I know I've gotten them in the mail over the years. But I moved in 2004 and the last batch I got was long after I moved. I thought it was junk mail and almost threw it away. Hopefully they're all just under all the crap on my desk.
Yeah, if you can't find anything on the internet about it it probably isn't true. If I ever find it I'll let you know.
I'm very leery of buying collectables on Ebay
. To ever be worth anything, a collectable really has to be rare and in pristine condition. Especially something like the quarters that many people are collecting. Really valuable collectables are things that are NOT issued as collectables.
I also collected prepaid phone cards for a couple of years. I work for the phone company and I read an article about how when the first pre-paid phone cards were issued they were give-aways. There was one issue that was given away free at an industry event. It was a cardboard throw-away and that's what most people did with it. They threw it away. So that card became very valuable. Anybody who saved it in perfect condition could get several hundred dollars for it. It's the same principal with baseball cards. So I started buying and saving them. Then they started issuing the cards as collectables.

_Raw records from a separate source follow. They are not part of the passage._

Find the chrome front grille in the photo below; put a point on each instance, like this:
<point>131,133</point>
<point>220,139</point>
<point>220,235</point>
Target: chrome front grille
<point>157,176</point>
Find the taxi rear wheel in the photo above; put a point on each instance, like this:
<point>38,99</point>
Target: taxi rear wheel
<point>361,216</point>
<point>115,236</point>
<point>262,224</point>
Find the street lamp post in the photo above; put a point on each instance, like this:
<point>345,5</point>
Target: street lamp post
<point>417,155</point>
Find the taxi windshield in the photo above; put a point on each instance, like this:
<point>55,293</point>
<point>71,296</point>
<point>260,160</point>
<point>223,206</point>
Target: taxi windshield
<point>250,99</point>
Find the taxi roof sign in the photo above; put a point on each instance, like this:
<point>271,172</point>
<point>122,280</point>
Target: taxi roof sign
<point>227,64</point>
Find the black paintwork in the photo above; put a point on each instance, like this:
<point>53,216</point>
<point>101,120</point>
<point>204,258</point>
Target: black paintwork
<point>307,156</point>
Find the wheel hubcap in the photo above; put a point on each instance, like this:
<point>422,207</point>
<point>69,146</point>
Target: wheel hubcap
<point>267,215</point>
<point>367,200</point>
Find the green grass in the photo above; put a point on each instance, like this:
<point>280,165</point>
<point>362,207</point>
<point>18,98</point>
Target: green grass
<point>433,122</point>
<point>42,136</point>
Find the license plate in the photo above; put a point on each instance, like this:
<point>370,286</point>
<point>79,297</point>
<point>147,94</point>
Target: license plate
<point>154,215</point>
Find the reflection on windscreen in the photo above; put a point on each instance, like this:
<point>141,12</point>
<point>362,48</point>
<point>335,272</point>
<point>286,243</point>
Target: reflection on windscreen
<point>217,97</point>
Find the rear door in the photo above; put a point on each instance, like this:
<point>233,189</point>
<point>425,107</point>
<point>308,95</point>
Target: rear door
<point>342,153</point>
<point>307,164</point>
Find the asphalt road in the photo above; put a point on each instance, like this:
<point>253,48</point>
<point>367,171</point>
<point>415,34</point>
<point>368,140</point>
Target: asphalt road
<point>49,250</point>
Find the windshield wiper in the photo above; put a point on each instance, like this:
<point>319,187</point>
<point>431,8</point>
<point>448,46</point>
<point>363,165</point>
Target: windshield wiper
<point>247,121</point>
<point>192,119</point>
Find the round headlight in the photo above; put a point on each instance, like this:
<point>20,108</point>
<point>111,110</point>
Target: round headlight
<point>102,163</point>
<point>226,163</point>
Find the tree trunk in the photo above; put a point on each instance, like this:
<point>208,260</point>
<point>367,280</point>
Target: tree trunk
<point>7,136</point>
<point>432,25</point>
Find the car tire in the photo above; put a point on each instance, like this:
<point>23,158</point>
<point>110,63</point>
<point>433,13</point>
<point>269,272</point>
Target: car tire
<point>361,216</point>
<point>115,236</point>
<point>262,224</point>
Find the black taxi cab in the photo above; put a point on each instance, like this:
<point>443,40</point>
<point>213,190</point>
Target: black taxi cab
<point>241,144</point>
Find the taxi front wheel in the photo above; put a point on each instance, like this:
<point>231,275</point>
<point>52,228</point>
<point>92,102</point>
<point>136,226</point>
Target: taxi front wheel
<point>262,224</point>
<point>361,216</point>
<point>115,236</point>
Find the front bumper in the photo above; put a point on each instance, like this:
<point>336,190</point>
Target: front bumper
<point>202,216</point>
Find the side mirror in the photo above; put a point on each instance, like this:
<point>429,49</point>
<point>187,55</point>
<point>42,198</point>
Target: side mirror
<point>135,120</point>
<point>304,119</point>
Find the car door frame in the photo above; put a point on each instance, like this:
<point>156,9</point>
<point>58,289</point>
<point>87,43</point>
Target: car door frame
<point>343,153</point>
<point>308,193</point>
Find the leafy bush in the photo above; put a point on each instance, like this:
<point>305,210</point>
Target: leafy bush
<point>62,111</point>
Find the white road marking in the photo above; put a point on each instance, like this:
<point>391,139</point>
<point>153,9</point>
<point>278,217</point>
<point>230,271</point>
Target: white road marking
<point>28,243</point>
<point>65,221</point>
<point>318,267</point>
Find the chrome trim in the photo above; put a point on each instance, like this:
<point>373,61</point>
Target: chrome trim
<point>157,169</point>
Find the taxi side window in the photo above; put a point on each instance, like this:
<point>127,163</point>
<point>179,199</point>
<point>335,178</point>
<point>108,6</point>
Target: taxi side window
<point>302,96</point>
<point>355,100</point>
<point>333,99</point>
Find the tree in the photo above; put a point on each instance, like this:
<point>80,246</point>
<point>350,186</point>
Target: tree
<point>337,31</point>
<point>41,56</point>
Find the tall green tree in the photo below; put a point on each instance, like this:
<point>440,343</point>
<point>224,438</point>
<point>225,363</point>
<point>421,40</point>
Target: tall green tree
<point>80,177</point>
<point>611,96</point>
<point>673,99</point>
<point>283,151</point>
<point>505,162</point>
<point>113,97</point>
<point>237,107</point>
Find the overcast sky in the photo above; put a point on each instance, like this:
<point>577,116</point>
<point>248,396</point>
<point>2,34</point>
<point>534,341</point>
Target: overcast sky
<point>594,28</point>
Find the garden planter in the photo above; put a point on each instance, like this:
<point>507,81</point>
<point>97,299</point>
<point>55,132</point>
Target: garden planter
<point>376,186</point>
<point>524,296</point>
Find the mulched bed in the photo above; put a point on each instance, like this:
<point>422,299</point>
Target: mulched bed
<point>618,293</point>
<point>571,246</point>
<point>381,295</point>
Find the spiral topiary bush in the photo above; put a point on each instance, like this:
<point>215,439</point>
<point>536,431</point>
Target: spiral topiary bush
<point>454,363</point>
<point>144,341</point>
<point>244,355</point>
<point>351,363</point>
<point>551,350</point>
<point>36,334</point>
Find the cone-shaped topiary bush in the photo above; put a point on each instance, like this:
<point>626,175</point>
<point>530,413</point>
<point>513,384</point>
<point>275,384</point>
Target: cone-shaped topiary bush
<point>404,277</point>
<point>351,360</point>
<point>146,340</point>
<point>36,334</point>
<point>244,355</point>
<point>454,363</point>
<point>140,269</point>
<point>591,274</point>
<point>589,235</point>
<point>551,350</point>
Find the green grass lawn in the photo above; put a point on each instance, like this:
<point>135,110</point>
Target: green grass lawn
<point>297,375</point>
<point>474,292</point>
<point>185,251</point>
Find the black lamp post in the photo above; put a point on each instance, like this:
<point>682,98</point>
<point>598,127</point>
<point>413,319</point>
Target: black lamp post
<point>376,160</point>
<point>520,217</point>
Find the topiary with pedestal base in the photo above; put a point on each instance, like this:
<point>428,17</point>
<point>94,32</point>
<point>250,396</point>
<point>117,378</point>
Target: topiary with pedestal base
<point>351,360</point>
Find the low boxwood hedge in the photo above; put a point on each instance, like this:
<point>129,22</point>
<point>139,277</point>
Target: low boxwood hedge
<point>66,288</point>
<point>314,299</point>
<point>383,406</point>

Then I read another article about collectibles and discovered a couple of things. First, anything issued as a collectable is never going to be worth much. The fact that too many people will collect and save them means there will always be too many on the market to be worth much more than what you paid for it. The other thing I read was the condition of something is VERY important to it's value. To get top dollar it has to be in it's original packaging, and it has to be in perfect condition. Otherwise, don't buy it.
I have a Clinton backwards Running Watch, a Clinton Nose Growing Watch, and that sock puppet dog from that website that was so big but then crashed and burned overnight. All in their original packaging. Maybe in 20 years they might be worth something.